11th January '07. Just said goodbye to Ever Basic, who's going home tomorrow morning. I thought I'd mention this because he's featured here before and he'd otherwise just trail off. Also, I'm sad. I find it really badly arranged, the way Koreans live in Korea.
So he leaves tomorrow morning and in the evening I'll move in, God willing. There'll be broadband access quite soon, landlady willing.
I'm slightly nervous about living alone in an unfamiliar, grotty looking development for the week or so that's in it before I go off travelling. Mind you, that's not because I think anything would happen, but because a couple of Chinese people (especially women) have been all "ooh, be careful" when they knew I was moving. Basically I think Chinese people have an overblown sense of their own country's danger levels. China's a very safe place to live, by global standards, mainly because when you think about it I suppose it's a police state. But people think only China has poverty, criminality, etc. There's sometimes an impression that "outside country" is just ALL spankingly rich and therefore safe, and a general view that China is "just so complicated, you wouldn't understand." They're referring to recent social history, and generally to the crushing last century and a half since the Opium War, when everything came apart. But this clashes with the even stronger conviction that China is the best and indeed the only country in the world. So some Chinese people I've spoken to show a kind of arrogance and insecurity at the same time. I mean, who doesn't, but you know, I think it's interesting. I think it goes hand in hand with any sort of nationalism, because how can you feel secure about a nation? Let me think about this. I'm Irish, love Ireland... check. But not in a "my country's better than yours" way, more because it feels like the Shire. I wouldn't back it in a fist-fight, but I miss it all the more for that.
Anyway, because I'm a bit apprehensive I thought, right, now's the time to talk to the forces that are my most dependable-seeming Chinese friends. That way I can feel a bit safer knowing that there are people living nearby who I could turn to in any untoward event. I rang one guy and he was all "you're moving house? let me help! I'll come around with a peng-peng car [bizarre three-wheeled mini taxis that make a peng-peng noise] and help you move all your stuff." I wasn't actually looking for help but I felt more confident after his readiness to lend a hand. It'll be fine, and it'll be especially nice to have somewhere of my own to go. I like the Teachers, but Teacher Woodchild could do with a bit less to think about and Teacher Order still calls me "shemma negga jiao shemma negga shei negga Kay!" ["That, what's your face, thingy, who? That, what's her name, Kay!"]

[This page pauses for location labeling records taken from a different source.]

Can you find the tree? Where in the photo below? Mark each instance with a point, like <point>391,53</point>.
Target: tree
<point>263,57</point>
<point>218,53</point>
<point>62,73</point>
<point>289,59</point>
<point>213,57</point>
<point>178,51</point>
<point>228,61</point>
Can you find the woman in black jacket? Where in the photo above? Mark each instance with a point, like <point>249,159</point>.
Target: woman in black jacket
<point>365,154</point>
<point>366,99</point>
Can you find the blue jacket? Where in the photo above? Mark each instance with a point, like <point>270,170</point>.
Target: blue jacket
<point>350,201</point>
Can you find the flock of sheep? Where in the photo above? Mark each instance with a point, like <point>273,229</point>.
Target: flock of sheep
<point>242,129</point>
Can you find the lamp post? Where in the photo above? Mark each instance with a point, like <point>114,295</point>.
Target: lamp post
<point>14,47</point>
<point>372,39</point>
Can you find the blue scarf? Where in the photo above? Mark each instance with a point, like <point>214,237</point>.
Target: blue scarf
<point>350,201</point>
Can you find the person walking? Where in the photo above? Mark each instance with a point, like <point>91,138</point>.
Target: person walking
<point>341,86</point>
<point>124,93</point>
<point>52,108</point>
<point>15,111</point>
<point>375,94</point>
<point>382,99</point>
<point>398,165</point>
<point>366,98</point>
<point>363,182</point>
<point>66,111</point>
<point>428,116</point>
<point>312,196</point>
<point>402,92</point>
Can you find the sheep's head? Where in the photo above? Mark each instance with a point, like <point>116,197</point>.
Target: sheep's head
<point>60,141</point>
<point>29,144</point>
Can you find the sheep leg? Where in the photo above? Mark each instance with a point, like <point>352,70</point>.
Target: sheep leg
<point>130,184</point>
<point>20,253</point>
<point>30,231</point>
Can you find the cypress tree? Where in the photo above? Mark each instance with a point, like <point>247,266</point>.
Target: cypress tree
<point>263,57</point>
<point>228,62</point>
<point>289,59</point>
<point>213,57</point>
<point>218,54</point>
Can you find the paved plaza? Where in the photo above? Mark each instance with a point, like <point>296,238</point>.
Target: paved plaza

I want a pearl milk tea. Wonder if they have banana flavour. Horrible stuff. "Wang guan'r!" ["Web assistant"]... It'd be really funny to shout "shuai ge!" once in my life, but I'm worried that if I did that I wouldn't get any tapioca in the bottom of the tea. Or too much. You hear "hey, pretty girl" all the time, but seriously, does anyone really call servicepeople "shuai ge" ["yo, attractive elder brother"]?